If Jottings grows to 100,000 monthly active users:
- Auth0: $980 base + (100,000 - 10,000) × $0.98 = ~$89,000/month
- Clerk: ~$650/month (flat rate for their growth tier)
- Cognito: ~$100-200/month (API call-based pricing)
Auth0 is wildly expensive at scale. You pay for their business model.
Clerk is reasonable, but you're paying them forever, and there's no way to reduce that cost except by losing users.

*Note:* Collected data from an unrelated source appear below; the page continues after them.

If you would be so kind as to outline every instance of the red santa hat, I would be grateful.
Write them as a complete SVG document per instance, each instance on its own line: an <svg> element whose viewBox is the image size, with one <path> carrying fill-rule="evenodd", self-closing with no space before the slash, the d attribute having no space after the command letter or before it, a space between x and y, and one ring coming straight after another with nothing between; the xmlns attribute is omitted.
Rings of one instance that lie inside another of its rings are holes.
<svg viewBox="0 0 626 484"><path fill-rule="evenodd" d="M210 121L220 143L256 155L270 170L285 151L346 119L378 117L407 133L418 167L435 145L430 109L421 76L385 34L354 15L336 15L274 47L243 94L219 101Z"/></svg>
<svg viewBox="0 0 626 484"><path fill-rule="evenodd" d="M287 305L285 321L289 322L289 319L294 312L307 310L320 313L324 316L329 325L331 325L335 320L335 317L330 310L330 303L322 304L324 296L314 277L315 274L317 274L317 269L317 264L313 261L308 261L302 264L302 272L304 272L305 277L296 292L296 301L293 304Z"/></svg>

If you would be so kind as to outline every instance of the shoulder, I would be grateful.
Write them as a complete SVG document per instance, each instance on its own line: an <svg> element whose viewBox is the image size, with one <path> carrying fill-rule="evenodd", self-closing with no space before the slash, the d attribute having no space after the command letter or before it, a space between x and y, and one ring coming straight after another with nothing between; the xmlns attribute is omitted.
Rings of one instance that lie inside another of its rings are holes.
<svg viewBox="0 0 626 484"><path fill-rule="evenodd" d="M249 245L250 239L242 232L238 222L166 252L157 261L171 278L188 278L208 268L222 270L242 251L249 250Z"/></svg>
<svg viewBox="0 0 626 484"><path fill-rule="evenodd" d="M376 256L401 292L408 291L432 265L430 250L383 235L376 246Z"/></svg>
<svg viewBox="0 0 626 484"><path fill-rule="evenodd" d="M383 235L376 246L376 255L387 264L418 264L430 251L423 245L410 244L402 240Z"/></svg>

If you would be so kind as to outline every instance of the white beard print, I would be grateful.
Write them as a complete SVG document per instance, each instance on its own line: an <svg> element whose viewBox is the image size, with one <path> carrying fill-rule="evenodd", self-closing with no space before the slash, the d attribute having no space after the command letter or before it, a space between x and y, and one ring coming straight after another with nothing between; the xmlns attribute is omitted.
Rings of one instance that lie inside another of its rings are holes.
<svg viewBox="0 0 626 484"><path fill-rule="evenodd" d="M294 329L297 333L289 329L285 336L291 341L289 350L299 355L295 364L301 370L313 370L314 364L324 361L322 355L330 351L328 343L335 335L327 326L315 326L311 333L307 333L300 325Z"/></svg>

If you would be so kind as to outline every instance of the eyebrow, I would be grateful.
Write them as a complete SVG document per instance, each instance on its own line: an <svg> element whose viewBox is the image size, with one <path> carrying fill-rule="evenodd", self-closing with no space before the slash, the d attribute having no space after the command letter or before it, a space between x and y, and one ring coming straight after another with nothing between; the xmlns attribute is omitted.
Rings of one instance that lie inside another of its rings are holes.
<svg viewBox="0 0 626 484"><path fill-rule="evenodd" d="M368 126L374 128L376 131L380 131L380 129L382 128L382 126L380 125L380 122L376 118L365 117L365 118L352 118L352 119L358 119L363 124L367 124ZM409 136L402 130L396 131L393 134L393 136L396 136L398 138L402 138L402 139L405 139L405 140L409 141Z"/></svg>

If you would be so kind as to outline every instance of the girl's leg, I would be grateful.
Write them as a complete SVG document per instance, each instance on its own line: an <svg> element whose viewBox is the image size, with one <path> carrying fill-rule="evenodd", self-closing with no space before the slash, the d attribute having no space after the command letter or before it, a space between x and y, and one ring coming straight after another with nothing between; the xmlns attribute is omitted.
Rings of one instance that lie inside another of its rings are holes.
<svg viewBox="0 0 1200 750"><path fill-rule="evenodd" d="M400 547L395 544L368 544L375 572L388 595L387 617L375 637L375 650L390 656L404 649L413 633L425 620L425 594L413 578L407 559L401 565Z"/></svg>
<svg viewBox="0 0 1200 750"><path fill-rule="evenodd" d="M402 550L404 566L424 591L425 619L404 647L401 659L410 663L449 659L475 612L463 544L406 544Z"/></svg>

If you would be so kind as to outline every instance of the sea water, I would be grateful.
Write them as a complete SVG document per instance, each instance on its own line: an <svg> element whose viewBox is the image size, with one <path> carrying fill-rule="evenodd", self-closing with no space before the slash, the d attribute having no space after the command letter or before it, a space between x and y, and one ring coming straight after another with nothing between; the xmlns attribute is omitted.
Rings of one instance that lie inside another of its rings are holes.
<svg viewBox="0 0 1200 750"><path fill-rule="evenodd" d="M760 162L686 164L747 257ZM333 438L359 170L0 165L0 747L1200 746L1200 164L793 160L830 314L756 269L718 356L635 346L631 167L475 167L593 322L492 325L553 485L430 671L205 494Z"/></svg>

Cognito costs basically nothing. The money goes to AWS, yes, but it's part of your overall AWS bill. And you can optimize it.
Why We Chose Cognito
Our decision came down to three factors:
1. Long-term cost control
We're building Jottings to be profitable at scale. That means we need to understand and control our costs. Auth0's pricing would eventually become a significant portion of our revenue. Cognito gives us predictable, minimal costs that don't scale with success.
2. AWS infrastructure
We're already using Lambda, DynamoDB, and API Gateway. Adding Cognito felt natural—it was built to integrate with these services. There's no mismatch between layers. No impedance. Everything talks to everything else cleanly.
3. Control and longevity
Clerk is a great company, but I don't know what they'll be in five years. Auth0 works great now, but pricing changes happen. Cognito is part of AWS. AWS is not going anywhere. We control the entire authentication system end-to-end.
How We Use Cognito
We implemented:
- Email/password authentication via Cognito user pools
- Google OAuth via Cognito identity providers (3 lines of config)

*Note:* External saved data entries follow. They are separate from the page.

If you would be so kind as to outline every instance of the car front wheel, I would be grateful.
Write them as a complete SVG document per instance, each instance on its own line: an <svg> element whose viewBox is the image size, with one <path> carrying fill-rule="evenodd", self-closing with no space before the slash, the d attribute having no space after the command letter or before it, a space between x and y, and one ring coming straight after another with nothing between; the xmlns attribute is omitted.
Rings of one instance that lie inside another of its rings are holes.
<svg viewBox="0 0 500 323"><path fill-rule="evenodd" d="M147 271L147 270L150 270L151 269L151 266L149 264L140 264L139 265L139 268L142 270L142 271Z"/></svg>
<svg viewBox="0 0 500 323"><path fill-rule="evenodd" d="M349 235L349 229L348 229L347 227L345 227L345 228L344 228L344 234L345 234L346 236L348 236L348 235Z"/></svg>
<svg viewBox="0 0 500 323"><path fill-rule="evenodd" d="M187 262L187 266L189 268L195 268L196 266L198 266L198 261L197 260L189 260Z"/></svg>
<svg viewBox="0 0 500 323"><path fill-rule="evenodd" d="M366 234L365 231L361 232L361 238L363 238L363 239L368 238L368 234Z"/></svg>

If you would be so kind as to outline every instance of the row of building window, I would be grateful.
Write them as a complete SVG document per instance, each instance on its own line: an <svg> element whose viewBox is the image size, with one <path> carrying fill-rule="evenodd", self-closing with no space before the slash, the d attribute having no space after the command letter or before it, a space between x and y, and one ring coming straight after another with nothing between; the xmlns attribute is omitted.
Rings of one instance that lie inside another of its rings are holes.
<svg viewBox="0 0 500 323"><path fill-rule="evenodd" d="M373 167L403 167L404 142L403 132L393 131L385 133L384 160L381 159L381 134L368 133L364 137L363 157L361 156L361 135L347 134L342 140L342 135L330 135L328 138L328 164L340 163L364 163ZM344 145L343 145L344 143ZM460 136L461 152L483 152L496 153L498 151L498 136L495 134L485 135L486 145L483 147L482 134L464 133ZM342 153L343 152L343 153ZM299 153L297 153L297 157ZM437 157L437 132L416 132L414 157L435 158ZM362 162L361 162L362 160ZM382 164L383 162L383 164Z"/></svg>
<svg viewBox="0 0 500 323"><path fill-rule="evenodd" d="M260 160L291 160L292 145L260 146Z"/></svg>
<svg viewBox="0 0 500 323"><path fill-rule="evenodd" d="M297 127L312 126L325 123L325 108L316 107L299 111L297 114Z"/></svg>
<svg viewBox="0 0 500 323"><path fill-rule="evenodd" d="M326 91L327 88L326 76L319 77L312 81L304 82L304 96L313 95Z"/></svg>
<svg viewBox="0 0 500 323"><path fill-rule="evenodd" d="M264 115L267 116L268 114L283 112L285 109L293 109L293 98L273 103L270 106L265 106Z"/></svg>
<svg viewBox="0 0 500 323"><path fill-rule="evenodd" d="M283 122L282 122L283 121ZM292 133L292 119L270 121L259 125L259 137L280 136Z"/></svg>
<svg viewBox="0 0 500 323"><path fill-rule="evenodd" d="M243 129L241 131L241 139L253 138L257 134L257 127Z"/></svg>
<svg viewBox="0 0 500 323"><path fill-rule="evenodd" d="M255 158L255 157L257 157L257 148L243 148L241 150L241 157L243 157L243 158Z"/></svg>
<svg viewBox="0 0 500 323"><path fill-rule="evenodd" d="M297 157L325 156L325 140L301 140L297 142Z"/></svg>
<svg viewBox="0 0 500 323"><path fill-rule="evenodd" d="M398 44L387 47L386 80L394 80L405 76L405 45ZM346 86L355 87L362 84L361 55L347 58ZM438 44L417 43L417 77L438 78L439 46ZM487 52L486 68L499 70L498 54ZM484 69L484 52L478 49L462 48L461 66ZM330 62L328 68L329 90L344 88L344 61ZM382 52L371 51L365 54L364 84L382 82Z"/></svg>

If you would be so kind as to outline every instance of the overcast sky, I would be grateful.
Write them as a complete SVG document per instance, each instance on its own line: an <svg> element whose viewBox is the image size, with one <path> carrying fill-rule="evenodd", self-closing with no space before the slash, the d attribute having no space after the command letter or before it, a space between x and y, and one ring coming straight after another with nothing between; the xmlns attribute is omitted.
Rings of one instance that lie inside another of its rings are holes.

- Apple Sign-In via Cognito identity providers (3 lines of config)
- Custom user creation logic via Cognito Post-Confirmation triggers (Lambda)
- Sign-up method tracking to know whether users signed up with email, Google, or Apple
- JWT validation on every API request
The entire flow is serverless. When a user signs in, Cognito generates a JWT. Our Lambda functions validate that JWT. No servers, no sessions, no sessions to manage.

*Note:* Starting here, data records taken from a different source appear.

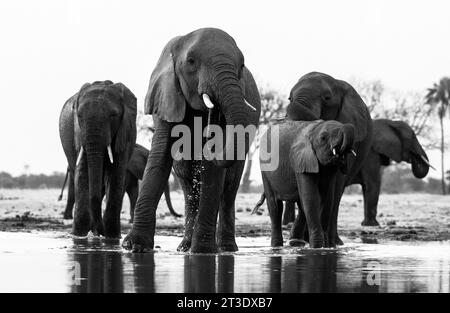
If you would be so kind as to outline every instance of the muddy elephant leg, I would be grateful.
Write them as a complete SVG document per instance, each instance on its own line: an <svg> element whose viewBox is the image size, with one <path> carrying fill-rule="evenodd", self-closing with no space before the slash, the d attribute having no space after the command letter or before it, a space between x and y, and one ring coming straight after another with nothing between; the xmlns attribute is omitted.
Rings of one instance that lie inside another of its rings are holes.
<svg viewBox="0 0 450 313"><path fill-rule="evenodd" d="M293 202L293 201L289 201L289 202L295 204L295 202ZM291 228L291 234L289 237L289 245L293 246L293 247L302 247L306 243L308 243L308 239L309 239L309 238L307 238L308 225L306 224L306 216L305 216L305 212L303 211L301 201L297 202L297 206L298 206L298 214L297 214L297 217L295 218L294 225L292 225L292 228ZM294 215L295 215L295 206L294 206Z"/></svg>
<svg viewBox="0 0 450 313"><path fill-rule="evenodd" d="M283 225L287 225L295 221L295 202L286 201L283 213Z"/></svg>
<svg viewBox="0 0 450 313"><path fill-rule="evenodd" d="M138 179L127 175L125 186L127 188L126 192L128 194L128 198L130 199L130 224L132 224L134 220L134 207L136 206L136 201L139 195Z"/></svg>
<svg viewBox="0 0 450 313"><path fill-rule="evenodd" d="M226 171L217 231L220 251L238 251L235 239L235 200L244 166L245 161L237 161Z"/></svg>
<svg viewBox="0 0 450 313"><path fill-rule="evenodd" d="M177 251L186 252L191 248L192 233L194 232L195 217L198 211L198 195L193 192L192 180L179 178L184 194L184 237L178 245Z"/></svg>
<svg viewBox="0 0 450 313"><path fill-rule="evenodd" d="M75 211L72 224L72 234L86 236L91 228L89 214L89 181L87 173L86 155L75 169Z"/></svg>
<svg viewBox="0 0 450 313"><path fill-rule="evenodd" d="M69 190L67 194L66 209L64 210L64 219L71 220L73 218L73 205L75 204L75 178L69 172Z"/></svg>
<svg viewBox="0 0 450 313"><path fill-rule="evenodd" d="M324 246L324 234L320 221L319 181L315 174L296 174L300 201L308 225L309 245L311 248Z"/></svg>
<svg viewBox="0 0 450 313"><path fill-rule="evenodd" d="M380 224L377 221L377 207L381 188L381 173L377 171L372 177L365 177L365 175L363 175L362 181L364 220L361 225L379 226Z"/></svg>
<svg viewBox="0 0 450 313"><path fill-rule="evenodd" d="M124 158L124 156L122 156ZM122 210L123 196L125 193L125 175L127 164L118 160L111 170L108 186L106 188L106 209L103 215L105 237L120 238L120 212Z"/></svg>
<svg viewBox="0 0 450 313"><path fill-rule="evenodd" d="M199 209L192 234L192 253L215 253L216 225L222 199L225 169L210 161L203 161Z"/></svg>

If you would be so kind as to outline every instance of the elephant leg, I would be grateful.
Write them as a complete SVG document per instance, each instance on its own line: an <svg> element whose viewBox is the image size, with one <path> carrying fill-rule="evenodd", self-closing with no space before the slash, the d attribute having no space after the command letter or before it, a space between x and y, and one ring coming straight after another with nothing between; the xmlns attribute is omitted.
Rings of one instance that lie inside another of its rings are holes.
<svg viewBox="0 0 450 313"><path fill-rule="evenodd" d="M287 225L295 221L295 202L286 201L283 212L283 225Z"/></svg>
<svg viewBox="0 0 450 313"><path fill-rule="evenodd" d="M86 155L75 170L75 211L72 224L72 234L86 236L91 229L89 213L89 180L87 173Z"/></svg>
<svg viewBox="0 0 450 313"><path fill-rule="evenodd" d="M235 200L244 166L245 161L237 161L226 171L217 230L220 251L238 251L235 239Z"/></svg>
<svg viewBox="0 0 450 313"><path fill-rule="evenodd" d="M342 195L345 189L345 178L343 176L336 177L336 183L334 184L334 193L331 206L331 215L329 218L329 224L327 228L327 247L335 248L337 244L343 245L344 243L339 238L337 232L339 204L341 203Z"/></svg>
<svg viewBox="0 0 450 313"><path fill-rule="evenodd" d="M324 246L324 234L320 221L319 179L314 174L296 174L300 201L308 224L309 245L311 248Z"/></svg>
<svg viewBox="0 0 450 313"><path fill-rule="evenodd" d="M281 227L281 217L283 214L283 202L276 199L269 182L263 178L264 194L267 199L267 209L269 210L272 247L283 246L283 229Z"/></svg>
<svg viewBox="0 0 450 313"><path fill-rule="evenodd" d="M73 205L75 204L75 178L69 173L69 190L67 195L66 208L64 210L64 219L71 220L73 218Z"/></svg>
<svg viewBox="0 0 450 313"><path fill-rule="evenodd" d="M122 156L122 158L124 158ZM117 165L116 165L117 164ZM114 164L108 181L106 192L106 209L103 215L105 237L120 238L120 212L122 210L123 196L125 194L125 175L127 164L118 160Z"/></svg>
<svg viewBox="0 0 450 313"><path fill-rule="evenodd" d="M192 234L192 253L215 253L216 225L225 182L224 168L203 161L199 209Z"/></svg>
<svg viewBox="0 0 450 313"><path fill-rule="evenodd" d="M289 201L295 205L295 202ZM287 202L286 202L287 203ZM298 206L298 214L294 221L294 225L292 225L291 228L291 234L289 238L289 245L290 246L304 246L309 238L307 238L307 224L306 224L306 216L305 212L303 211L301 201L297 202ZM295 215L295 206L294 206L294 215Z"/></svg>
<svg viewBox="0 0 450 313"><path fill-rule="evenodd" d="M177 251L186 252L191 248L192 233L194 232L195 218L198 211L198 198L193 194L192 180L180 177L179 182L184 194L184 237L178 245Z"/></svg>
<svg viewBox="0 0 450 313"><path fill-rule="evenodd" d="M136 206L136 201L139 195L138 179L135 177L127 177L125 186L128 198L130 199L130 224L132 224L134 220L134 207Z"/></svg>
<svg viewBox="0 0 450 313"><path fill-rule="evenodd" d="M377 207L381 188L381 173L376 172L372 177L364 177L362 191L364 196L364 220L362 226L379 226L377 221Z"/></svg>

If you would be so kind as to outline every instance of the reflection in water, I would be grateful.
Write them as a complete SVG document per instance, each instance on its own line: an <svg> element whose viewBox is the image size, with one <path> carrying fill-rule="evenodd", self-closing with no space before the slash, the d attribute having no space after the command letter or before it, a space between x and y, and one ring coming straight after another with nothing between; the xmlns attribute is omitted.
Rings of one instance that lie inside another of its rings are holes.
<svg viewBox="0 0 450 313"><path fill-rule="evenodd" d="M390 251L395 255L383 255L373 245L362 247L366 250L285 248L267 253L251 248L219 255L124 254L118 245L78 242L69 262L79 263L81 284L70 291L448 292L450 256L419 260L405 258L395 246Z"/></svg>
<svg viewBox="0 0 450 313"><path fill-rule="evenodd" d="M0 291L449 292L449 243L271 249L240 239L234 254L124 253L119 242L0 232ZM67 248L70 246L70 248ZM41 264L36 270L36 264ZM65 275L66 274L66 275ZM18 282L26 281L27 284Z"/></svg>

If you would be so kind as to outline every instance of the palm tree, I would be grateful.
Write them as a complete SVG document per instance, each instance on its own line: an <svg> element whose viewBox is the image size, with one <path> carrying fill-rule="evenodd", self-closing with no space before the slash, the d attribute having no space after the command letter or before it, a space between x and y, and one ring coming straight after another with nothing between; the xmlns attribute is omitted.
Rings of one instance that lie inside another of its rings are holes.
<svg viewBox="0 0 450 313"><path fill-rule="evenodd" d="M441 124L441 171L442 171L442 194L446 194L445 190L445 167L444 167L444 117L450 104L450 77L443 77L439 83L435 83L432 88L428 89L425 96L427 104L431 104L437 108L439 121Z"/></svg>

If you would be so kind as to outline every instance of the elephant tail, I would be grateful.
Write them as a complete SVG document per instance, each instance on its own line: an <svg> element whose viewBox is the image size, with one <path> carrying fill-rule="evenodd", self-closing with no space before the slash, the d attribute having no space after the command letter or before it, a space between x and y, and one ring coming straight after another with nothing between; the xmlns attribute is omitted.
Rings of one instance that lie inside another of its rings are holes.
<svg viewBox="0 0 450 313"><path fill-rule="evenodd" d="M259 199L258 203L256 203L256 206L253 209L252 214L258 213L259 208L261 207L261 205L263 205L265 200L266 200L266 194L263 192L261 194L261 199Z"/></svg>
<svg viewBox="0 0 450 313"><path fill-rule="evenodd" d="M66 177L64 178L64 183L61 188L61 193L58 196L58 201L61 201L63 198L64 188L66 187L66 183L67 183L67 177L69 177L69 167L67 167Z"/></svg>
<svg viewBox="0 0 450 313"><path fill-rule="evenodd" d="M173 209L172 200L170 199L169 183L167 183L166 188L164 189L164 197L166 198L167 207L169 208L170 213L175 217L181 217L181 214L178 214Z"/></svg>

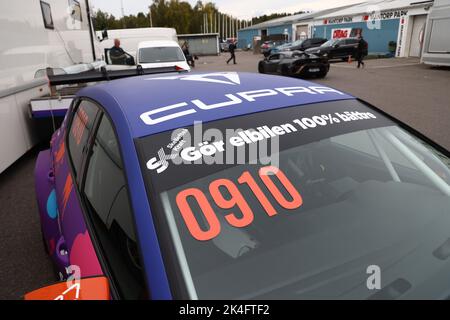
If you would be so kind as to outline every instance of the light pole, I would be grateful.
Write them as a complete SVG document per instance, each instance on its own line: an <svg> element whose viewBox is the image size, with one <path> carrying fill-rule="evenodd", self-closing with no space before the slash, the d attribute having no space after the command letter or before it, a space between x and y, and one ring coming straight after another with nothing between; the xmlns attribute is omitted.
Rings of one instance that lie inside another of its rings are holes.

Did we have to build more than we would with Clerk? Yes. Is it worth it? Absolutely.
What We'd Do Differently
If we were starting Jottings with a different business model, we might choose Clerk. If we were building an enterprise product with complex authentication flows, Auth0 might be justified.
But for a lean, profitable startup? Cognito won every time.
The lesson isn't that Cognito is objectively better than Auth0 or Clerk. It's that you should evaluate tools against your specific constraints.
- If you value developer experience above all else → Clerk
- If you need powerful flexibility and can afford it → Auth0
- If you need cost control and AWS integration → Cognito
We chose based on our constraints: low cost, full control, and long-term viability.
If you're building a bootstrapped product and wondering about auth, I get it. It's stressful. Feel free to reach out on Jottings—I'm happy to share more about our implementation, the specific Lambda triggers we use, or how we track sign-up methods.
Building in public is how we all learn faster.